For this project, I wanted to explore policy optimization algorithms for deep reinforcement learning. I have settled to implement a classic proximal policy optimization as one of the most effective and wide-spread algorithms.
For classic ML problems, we need a lot of data to make good predictions given the features. Reinforcement learning (RL) problem is a bit different, but the bit about data is also true.
In RL, we have three main pieces of signal from which the model will make predictions: state, action, and reward. These will inform the policy that dictates the action of the agent on how to behave to improve.
The RL environments come in many shapes and forms, but the distinctive feature of all of them is that they follow the structure from the picture above. They have some environment with which the agent interacts, and it gets the information about its current state and rewards from its actions. Having this mental model allows us to structure many problems as RL.
For example, self-driving:
- state: the state could be the visuals from the onboard camera, velocity, pedal positions, etc.
- reward: this can be tricky, but to make it a simple example, suppose that for every second the model drives without a crash, it gets 1, and -1000 for a crash. The reward function design can be tricky because the model could figure out that not driving could be the most effective way to maximize the reward :).
- action: this can also be modeled in different ways, but for the sake of simplicity, imagine the model can rotate the wheel and press the pedals.
Another scenario we could model as RL could be showering as a humanoid:
- state: this could be the position of the body and vision from the robot's eyes.
- reward: this could be the cleanliness level at the end of the process.
- Action: this could change the position of the joints.
What I am trying to say is that almost everything could be modeled as an RL scenario; however, due to the stochastic nature of the algorithms, they rarely make it out of the fantasy computer world. Who wants Skynet to happen anyway, right?
For the sake of this work, I decided to try deploying my algorithm on the classic cart pole and lunar landers. Both environments are taken straight from the gymnasium package, as it provides a good API for interactions and nice rendering options.
The former is a simple environment where we have a pole on a cart that can move left and right (only one axis of freedom). We can think about it as a simpler version of balancing an umbrella.
The state has 4 values:
- Cart position with minimum value of
$-4.8$ and maximum of$4.8$ . If the cart goes out of those bounds, it finishes the episode. - Cart velocity
- Pole angle from around
$-24$ ° to$24$ °. Similarly to the cart position, if it goes out of bounds, the episode is needed. - Pole angular velocity
The task in this environment is to balance the pole for the longest possible time, so the agent gets a +1 reward for every time step that it hasn't failed to do so.

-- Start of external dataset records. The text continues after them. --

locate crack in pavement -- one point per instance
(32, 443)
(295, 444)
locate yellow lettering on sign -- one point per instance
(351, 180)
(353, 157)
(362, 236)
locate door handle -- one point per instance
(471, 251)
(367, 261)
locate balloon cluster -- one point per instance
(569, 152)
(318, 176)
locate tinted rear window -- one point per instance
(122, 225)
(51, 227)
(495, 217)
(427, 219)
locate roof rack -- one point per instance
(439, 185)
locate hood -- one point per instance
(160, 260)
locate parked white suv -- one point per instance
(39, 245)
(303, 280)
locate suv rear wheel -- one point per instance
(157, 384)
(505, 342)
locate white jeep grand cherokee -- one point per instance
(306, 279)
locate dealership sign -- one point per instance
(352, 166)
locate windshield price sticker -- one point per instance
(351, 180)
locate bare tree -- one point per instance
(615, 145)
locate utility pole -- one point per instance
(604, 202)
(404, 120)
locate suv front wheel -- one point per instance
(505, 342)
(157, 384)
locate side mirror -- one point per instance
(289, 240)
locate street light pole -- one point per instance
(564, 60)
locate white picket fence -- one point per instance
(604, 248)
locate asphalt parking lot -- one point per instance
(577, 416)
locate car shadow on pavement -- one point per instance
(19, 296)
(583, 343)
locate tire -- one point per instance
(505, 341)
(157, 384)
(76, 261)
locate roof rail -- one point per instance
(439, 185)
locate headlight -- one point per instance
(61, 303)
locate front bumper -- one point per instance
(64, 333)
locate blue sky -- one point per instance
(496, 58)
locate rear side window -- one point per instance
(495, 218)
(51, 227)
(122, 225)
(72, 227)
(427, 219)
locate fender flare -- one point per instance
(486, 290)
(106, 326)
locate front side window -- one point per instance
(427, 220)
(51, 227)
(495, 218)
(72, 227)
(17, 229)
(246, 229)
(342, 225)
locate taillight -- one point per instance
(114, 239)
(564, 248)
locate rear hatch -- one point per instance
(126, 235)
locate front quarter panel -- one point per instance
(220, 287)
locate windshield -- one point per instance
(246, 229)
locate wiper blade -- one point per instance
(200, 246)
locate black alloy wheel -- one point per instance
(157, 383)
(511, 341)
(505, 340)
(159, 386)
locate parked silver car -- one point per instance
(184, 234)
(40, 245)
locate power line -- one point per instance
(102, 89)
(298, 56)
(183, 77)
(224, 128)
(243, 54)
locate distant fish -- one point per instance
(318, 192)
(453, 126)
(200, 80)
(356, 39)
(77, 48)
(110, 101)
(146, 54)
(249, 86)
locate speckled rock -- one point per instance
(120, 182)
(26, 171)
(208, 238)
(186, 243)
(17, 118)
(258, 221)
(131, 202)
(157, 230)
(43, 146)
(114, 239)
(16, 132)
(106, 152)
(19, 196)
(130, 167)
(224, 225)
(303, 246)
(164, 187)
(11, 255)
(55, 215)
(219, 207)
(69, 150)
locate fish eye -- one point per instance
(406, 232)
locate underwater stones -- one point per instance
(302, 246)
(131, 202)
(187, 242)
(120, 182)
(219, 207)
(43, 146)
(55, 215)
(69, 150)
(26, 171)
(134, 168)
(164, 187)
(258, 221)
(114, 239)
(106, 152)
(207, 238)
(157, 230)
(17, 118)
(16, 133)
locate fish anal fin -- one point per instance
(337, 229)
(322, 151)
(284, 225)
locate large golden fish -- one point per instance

In this environment, the agent can take two actions: push the cart left or right.
Overall the environment is pretty simple and can be solved pretty easily analytically with predictive control, but its simplicity also means that we can test the implementation of the RL algorithm (which often fails "silently," meaning there is no apparent error, but the agent just does not learn, and you, the Frankenstein [that is the name of the creator of Frankenstein's monster {hope you watched Bing Bang Theory and got that joke}] just go mad).
This is a more "real-life" scenario because it is a simple game in which the model has to land a spacecraft on the moon. It all sounds very fancy and all, but it looks like a game designed by a 3-year-old.
It does have a lot more degrees of freedom, though, so it is a decent benchmark for simple RL algorithms (or when you don't have 15 hours to spare and an A100 GPU to train to find diamonds in Minecraft).
The state has 8 values:
- x
- and y coordinates of the spacecraft
- x
- and y linear velocities
- Spacecraft's angle
- Spacecraft's angular velocity
- Is leg #1 is touching the ground (boolean)
- Is leg #2 is touching the ground (boolean)
The reward function for this environment is quite complex and has many different features, so I think the exert from documentation will explain it best.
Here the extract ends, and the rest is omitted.